Data sekuensing RNA kami dari A . yang diolah dengan ZnO NP tua L sel menunjukkan bahwa jalur pensinyalan p53, PI3k–Akt, FoXO, Glutathione, ErbB, HIF-1, Oxytocin dan Jak-STAT diperkaya (Gbr. 5A). Gen apoptosis yang diperkaya dalam sel Jurket dan HMDM tidak terpengaruh secara signifikan pada sel yang dirawat dengan ZnO NP (Gbr. 5B). Untuk lebih mengkonfirmasi temuan, kami menguji ekspresi gen terkait dengan PCR waktu nyata. Kami menemukan bahwa beberapa gen apoptosis:BMP2 , PMAIP1 , IL1α , CD69 , CCNA1 , CD38 dan IL1β tidak terdeteksi pada A . yang diobati dengan ZnO NP usia L sel (data tidak ditampilkan), mungkin karena sebagian besar gen ini diekspresikan dalam sel sistem kekebalan. Gen apoptosis lain yang diatur ke atas (IL1α , IL1β dan CD59 ) yang diamati pada kelompok yang diobati dengan NP ZnO segar tidak berubah secara signifikan dalam tingkat ekspresi dengan pengobatan ZnO NP yang lebih tua. Sementara MT1 yang berfungsi sebagai kontrol positif meningkat secara signifikan dalam level ekspresi, ekspresi Caspase 3 tidak berubah secara signifikan (Gbr. 5C). Data ini menunjukkan bahwa NP ZnO tua, tidak seperti rekan-rekan baru mereka, kurang kuat dalam mengaktifkan gen jalur apoptosis di A L sel.

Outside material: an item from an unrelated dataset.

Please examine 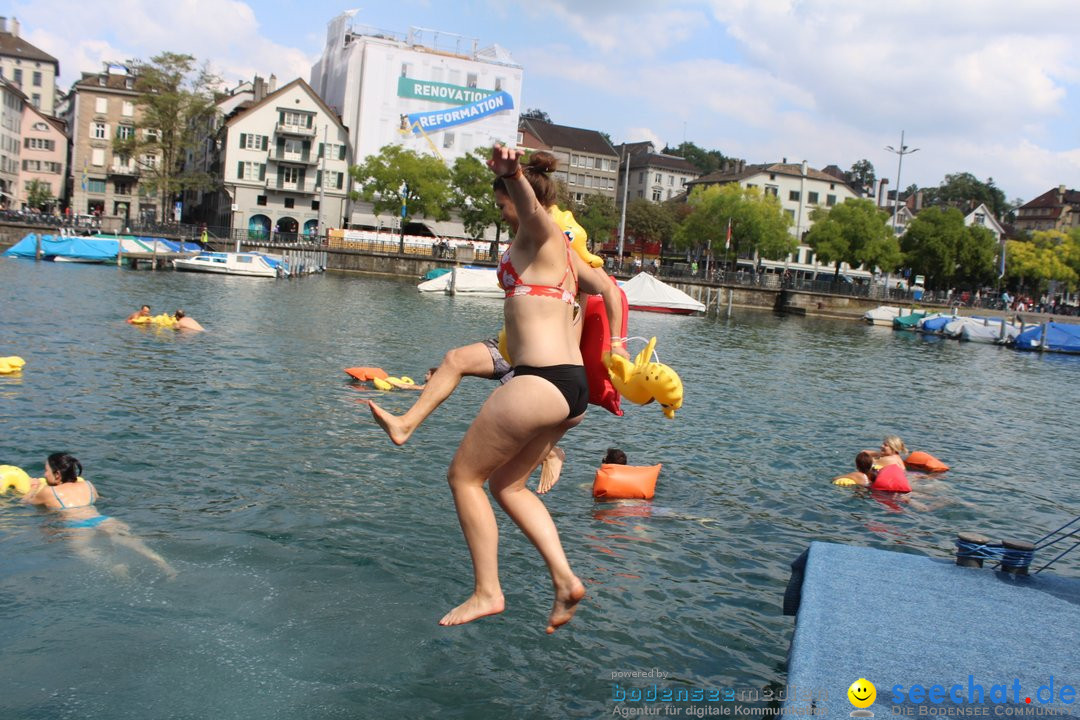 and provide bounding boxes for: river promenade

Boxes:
[0,216,1077,324]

Jalur apoptosis tidak diperkaya dalam data RNA-seq dari ZnO NP tua yang diobati A L sel. (A ) Analisis ontologi gen dari jalur yang diperkaya dari ZnO NP tua yang diobati A L sel. (B ) Peta panas ekspresi gen apoptosis dari ZnO NP tua yang diobati A L sel dan kelompok kontrol. (C ) Ekspresi gen apoptosis terpilih dan gen kontrol (MT1 ) dalam A . yang diolah dengan ZnO NP segar dan tua L sel

ZnO NP yang Segar Tapi Tidak Berumur Meningkatkan Level Ekspresi Protein Caspase 3 yang Diaktifkan

Deteksi ekspresi gen Caspase 3 saja tidak dapat secara langsung menunjukkan aktivasi jalur apoptosis. Untuk analisis lebih lanjut apakah pengobatan ZnO NPs dapat mengubah tingkat protein apoptosis, ekspresi protein Caspase 3 yang dibelah, biomarker yang umum digunakan untuk menunjukkan aktivasi apoptosis sel [27], diperiksa dengan analisis Western blotting. Seperti yang ditunjukkan pada Gambar. 6, dibandingkan dengan kelompok kontrol, perlakuan NP ZnO baru (20 nm) meningkatkan tingkat seluler protein Caspase 3 yang dibelah sebesar 1,31 ± 0,023 kali lipat, yang secara signifikan lebih tinggi daripada NP ZnO berusia 20 nm- kelompok perlakuan (1,12 ± 0,039 kali lipat). Ketika ukuran partikel NP ZnO segar ditingkatkan menjadi 90–200 nm, ekspresi protein Caspase 3 yang dibelah yang diinduksi oleh NP segar meningkat 1,46 ± 0,078 kali lipat, secara signifikan lebih besar daripada NP tua (1,07 ± 0,075 kali lipat) . Data ini lebih lanjut menggambarkan potensi yang lebih tinggi dari NP ZnO segar dalam menginduksi apoptosis sel, dibandingkan dengan rekan-rekan mereka yang sudah tua.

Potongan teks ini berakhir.